Sofort, Hier und Jetzt XX

Tagesmail - Montag, den 01. Oktober 2018

Sofort, Hier und Jetzt XX,

Wolfgang Schäuble hielt eine politische Grundsatzrede, die Kanzlerin Merkel längst hätte halten sollen – wozu sie jedoch unfähig ist. Bei einem Konzert des WDR-Symphonieorchesters, auf dem Beethovens 5. Sinfonie (die Schicksalssinfonie) erklang, sprach er über – das Schicksal. (WDR.de)

Begriffe wie Fatalismus oder Kausalität wären Merkel nie über die Lippen gegangen. Die Spezialistin für Leicht- und Seichtsprache hätte eher ihre Redenschreiber entlassen, als mit exaltierten Begriffen hausieren zu gehen. Ihre Nullsprache, an die sie sich gewöhnte, hält sie für volkstümlich. Von ihrem Vater, dem Kanzelprediger, lernte sie, dem Volk aufs Maul zu schauen – aber ohne Luthers Derbheiten. „Aus einem verzagten Arsch kommt kein fröhlicher Furz“: Kohls Lieblingsspruch wäre mit ihrer stolzen Demut unverträglich. Sündenstolz kennt viele Maskierungen.
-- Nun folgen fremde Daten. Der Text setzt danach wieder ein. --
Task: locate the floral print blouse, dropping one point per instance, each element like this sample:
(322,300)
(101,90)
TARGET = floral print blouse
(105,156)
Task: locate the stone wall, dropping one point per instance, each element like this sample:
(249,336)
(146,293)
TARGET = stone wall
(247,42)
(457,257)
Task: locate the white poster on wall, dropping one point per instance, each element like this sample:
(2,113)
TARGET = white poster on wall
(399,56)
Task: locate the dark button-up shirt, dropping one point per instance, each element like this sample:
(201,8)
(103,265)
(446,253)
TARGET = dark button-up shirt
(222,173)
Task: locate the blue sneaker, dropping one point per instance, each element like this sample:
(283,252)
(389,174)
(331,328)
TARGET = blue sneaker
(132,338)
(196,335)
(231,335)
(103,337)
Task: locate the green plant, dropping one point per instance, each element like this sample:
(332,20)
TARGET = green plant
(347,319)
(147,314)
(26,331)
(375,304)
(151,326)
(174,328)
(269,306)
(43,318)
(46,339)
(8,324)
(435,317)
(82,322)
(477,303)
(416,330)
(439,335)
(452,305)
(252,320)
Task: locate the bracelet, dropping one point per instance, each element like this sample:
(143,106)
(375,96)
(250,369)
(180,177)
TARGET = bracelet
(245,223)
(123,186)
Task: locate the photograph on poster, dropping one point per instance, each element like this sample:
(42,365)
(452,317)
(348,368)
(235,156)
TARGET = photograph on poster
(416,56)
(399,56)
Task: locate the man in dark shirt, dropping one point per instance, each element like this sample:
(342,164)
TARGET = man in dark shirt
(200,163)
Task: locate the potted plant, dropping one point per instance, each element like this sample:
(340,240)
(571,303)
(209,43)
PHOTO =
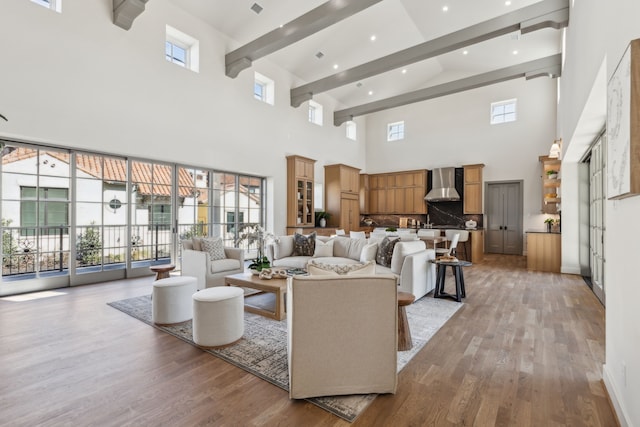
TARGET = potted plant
(321,218)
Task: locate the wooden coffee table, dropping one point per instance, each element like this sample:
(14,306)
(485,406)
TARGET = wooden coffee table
(256,303)
(162,270)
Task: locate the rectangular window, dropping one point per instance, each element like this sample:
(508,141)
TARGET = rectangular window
(231,221)
(315,113)
(182,49)
(50,211)
(351,130)
(503,111)
(395,131)
(263,89)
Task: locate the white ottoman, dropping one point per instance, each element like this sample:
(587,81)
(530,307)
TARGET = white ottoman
(218,316)
(171,300)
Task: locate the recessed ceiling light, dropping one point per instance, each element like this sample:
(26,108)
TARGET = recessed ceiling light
(256,8)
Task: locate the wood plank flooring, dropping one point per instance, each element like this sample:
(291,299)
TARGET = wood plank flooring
(526,349)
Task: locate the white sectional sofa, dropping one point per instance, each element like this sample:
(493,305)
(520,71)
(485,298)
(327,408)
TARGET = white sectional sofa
(409,262)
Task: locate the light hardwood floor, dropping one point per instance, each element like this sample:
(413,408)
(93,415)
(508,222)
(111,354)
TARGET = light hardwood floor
(526,349)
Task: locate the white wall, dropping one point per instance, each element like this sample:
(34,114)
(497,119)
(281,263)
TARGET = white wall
(455,130)
(77,80)
(599,33)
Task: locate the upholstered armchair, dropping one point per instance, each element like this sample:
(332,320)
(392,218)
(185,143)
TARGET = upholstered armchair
(342,335)
(210,273)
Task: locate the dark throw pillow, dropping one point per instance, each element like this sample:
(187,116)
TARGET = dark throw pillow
(383,257)
(304,245)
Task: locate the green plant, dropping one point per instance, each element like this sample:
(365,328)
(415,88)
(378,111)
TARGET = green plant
(9,245)
(89,246)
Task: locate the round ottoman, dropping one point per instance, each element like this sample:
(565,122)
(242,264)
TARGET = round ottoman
(171,299)
(218,316)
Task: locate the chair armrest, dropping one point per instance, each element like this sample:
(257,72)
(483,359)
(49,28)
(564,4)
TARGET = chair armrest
(418,275)
(235,253)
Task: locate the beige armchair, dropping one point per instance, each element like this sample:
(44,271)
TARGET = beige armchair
(342,335)
(210,273)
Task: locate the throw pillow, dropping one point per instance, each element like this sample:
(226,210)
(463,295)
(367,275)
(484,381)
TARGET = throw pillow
(304,245)
(197,243)
(369,252)
(214,247)
(323,249)
(386,250)
(319,269)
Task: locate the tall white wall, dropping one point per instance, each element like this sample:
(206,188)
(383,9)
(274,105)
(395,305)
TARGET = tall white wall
(454,130)
(598,34)
(74,79)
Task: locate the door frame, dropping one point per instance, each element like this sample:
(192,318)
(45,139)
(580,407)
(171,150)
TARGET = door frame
(520,202)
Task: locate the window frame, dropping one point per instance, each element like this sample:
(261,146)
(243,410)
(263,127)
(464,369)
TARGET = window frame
(395,131)
(184,41)
(494,115)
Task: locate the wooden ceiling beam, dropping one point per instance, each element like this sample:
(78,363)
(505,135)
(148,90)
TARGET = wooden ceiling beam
(310,23)
(549,66)
(545,14)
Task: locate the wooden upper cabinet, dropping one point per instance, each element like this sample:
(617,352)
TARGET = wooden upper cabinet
(300,191)
(472,203)
(398,193)
(304,167)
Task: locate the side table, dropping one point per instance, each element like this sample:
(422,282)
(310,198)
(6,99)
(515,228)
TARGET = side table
(162,270)
(456,267)
(404,333)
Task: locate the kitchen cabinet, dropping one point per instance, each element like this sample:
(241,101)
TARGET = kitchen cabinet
(398,193)
(300,184)
(550,184)
(544,251)
(342,196)
(472,199)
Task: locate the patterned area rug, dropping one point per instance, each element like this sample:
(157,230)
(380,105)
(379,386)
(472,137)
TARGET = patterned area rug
(262,350)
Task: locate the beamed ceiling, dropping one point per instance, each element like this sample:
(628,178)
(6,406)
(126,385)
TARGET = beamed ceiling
(380,54)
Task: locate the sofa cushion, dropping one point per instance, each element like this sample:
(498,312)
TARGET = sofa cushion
(283,247)
(369,252)
(291,261)
(385,251)
(197,243)
(403,249)
(215,247)
(317,268)
(304,245)
(323,249)
(225,264)
(346,247)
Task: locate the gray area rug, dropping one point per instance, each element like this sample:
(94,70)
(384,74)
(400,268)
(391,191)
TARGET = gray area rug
(262,351)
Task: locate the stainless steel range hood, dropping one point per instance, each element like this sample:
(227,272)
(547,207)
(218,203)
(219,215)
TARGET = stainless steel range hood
(443,187)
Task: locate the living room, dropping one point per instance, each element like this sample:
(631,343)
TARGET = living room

Eliten halten das Volk für begriffsstutzig, weshalb sie es mit einer scheinbar volksverträglichen Sprache für dumm verkaufen. Doch das Volk ist nicht dumm, schon gar nicht von Natur aus. Die Bildungsinstitute der Republik, die für den Aufstieg fit machen sollen, halten es nicht für notwendig, die sprachliche Kluft zwischen Oben und Unten zu überbrücken. Die verschiedenen Klassen der Demokratie sollen nicht nur durch Wohn- und Geldverhältnisse, sondern durch verschiedene Bimbessprachen für immer getrennt bleiben.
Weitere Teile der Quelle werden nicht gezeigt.